Это положило конецъ нашимъ сомнѣніямъ и догадкамъ. Въ письмѣ, дѣйствительно, много было такого, что можно было повернуть и въ ту, и въ другую сторону, такъ что порицанія могла относиться и къ намъ, и къ тѣмъ, кому они были писаны; но общій коварный смыслъ былъ довольно ясенъ, и этого было для насъ достаточно. Жена моя едва могла дослушать чтеніе до конца и разразилась противъ автора потокомъ бурнаго гнѣва.

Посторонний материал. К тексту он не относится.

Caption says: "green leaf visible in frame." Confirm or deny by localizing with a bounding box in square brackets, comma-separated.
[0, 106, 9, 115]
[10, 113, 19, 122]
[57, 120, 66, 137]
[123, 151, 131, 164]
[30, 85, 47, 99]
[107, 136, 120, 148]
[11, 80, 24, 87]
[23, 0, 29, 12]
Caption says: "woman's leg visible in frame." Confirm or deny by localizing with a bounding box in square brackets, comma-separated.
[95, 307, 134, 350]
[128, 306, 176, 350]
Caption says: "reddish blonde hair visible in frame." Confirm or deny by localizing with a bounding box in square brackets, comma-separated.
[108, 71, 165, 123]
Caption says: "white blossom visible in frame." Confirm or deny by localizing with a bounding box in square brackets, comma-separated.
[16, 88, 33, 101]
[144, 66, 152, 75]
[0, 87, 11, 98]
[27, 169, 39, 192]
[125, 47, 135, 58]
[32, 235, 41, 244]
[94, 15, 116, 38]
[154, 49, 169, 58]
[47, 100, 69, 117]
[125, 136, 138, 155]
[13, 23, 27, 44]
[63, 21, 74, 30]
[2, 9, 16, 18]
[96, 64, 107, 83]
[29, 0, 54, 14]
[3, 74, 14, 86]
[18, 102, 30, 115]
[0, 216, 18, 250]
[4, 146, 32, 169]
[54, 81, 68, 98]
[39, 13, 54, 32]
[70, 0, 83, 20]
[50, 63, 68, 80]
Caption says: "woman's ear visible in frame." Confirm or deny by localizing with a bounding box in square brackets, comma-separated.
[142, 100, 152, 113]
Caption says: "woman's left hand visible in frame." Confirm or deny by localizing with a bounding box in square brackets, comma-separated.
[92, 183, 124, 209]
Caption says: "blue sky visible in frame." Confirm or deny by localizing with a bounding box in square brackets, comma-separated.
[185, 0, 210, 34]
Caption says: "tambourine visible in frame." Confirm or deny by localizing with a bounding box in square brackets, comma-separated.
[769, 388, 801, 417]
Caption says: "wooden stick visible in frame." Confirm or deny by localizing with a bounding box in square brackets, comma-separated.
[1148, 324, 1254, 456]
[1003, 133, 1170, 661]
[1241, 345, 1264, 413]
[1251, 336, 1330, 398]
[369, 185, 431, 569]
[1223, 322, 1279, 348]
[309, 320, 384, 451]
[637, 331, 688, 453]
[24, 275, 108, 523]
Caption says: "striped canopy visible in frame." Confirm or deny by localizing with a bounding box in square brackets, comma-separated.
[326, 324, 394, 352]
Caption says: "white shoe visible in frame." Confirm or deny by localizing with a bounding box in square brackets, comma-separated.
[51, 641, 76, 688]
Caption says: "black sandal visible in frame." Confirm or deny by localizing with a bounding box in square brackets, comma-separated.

Оливія тоже отнеслась къ нему очень строго, а Софія не могла придти въ себя отъ изумленія передъ подобною подлостью. Что до меня, я считалъ это признакомъ самой черной неблагодарности и низкимъ оскорбленіемъ, котораго мы ничѣмъ не заслужили. Въ моихъ глазахъ однимъ только и можно было объяснить такой способъ дѣйствія, а именно его желаніемъ во что бы то ни стало удержать мою дочь дома, чтобы почаще съ нею видѣться. Мы еще долго сидѣли, задумывая и обсуждая планы мщенія, какъ прибѣжалъ меньшой сынъ мой съ извѣстіемъ, что къ намъ идетъ мистеръ Борчель, и что онъ уже на краю поля. Легче вообразить, нежели описать сложныя чувства, волнующія людей, только что испытавшихъ горькую обиду и уже видящихъ близкое отмщеніе. Хотя мы намѣревались ограничиться упреками въ его неблагодарности, однако же порѣшили придать этимъ упрекамъ самый язвительный характеръ. Съ этой цѣлью мы сговорились принять его съ обычной привѣтливостью, улыбаться ему и разговаривать еще ласковѣе прежняго, чтобы отвлечь его вниманіе; и потомъ, вдругъ, среди мирной бесѣды обрушиться на него разомъ и подавить сознаніемъ его собственной низости. Изложивъ такой планъ дѣйствій, жена моя взялась принести его въ исполненіе, потому что она, въ самомъ дѣлѣ, была искусна въ подобныхъ предпріятіяхъ. Мы видѣли, какъ онъ приближался къ дому, потомъ вошелъ, придвинулъ себѣ стулъ и сѣлъ.
— Прекрасная сегодня погода, мистеръ Борчель.
— Отличная погода, докторъ; только, мнѣ кажется, быть дождю: мозоли у меня что-то побаливаютъ.
— Что-то побаливаютъ! воскликнула моя жена, разразилась громкимъ хохотомъ и потомъ извинилась, говоря, что любитъ пошутить.
— О, сударыня, отвѣчалъ онъ, — извиняю отъ всего сердца, тѣмъ болѣе, что, если бы вы не сказали, я бы и не догадался, что вы пошутили.
— Можетъ быть, сэръ! воскликнула жена, подмигивая намъ, — но за то вы, вѣроятно, знаете, сколько шутокъ идетъ на унцію?
— Я вижу, сударыня, отвѣчалъ мистеръ Борчель, — что вы сегодня читали какой нибудь шуточный сборникъ: унція шутокъ, это очень хорошая загадка. А по мнѣ, сударыня, гораздо пріятнѣе встрѣтить хотя бы полъ-унціи здраваго смысла.
— Что-жъ вамъ мѣшаетъ? подхватила жена, все еще улыбаясь въ нашу сторону, хотя разговоръ шелъ не совсѣмъ для нея благопріятно:- а вотъ я видала людей, воображающихъ, что у нихъ ума палата, а на дѣлѣ и нѣтъ ничего.
— Видали, вѣроятно, и дамъ, возразилъ ея противникъ, — воображающихъ, что онѣ остроумны, тогда какъ этого и въ поминѣ не было.
Но тутъ я увидѣлъ, что жена только запутывается въ собственныхъ рѣчахъ, и, опасаясь, какъ бы изъ этого не вышло для нея же непріятности, поспѣшилъ самъ вмѣшаться въ дѣло и выказать нѣкоторую строгость.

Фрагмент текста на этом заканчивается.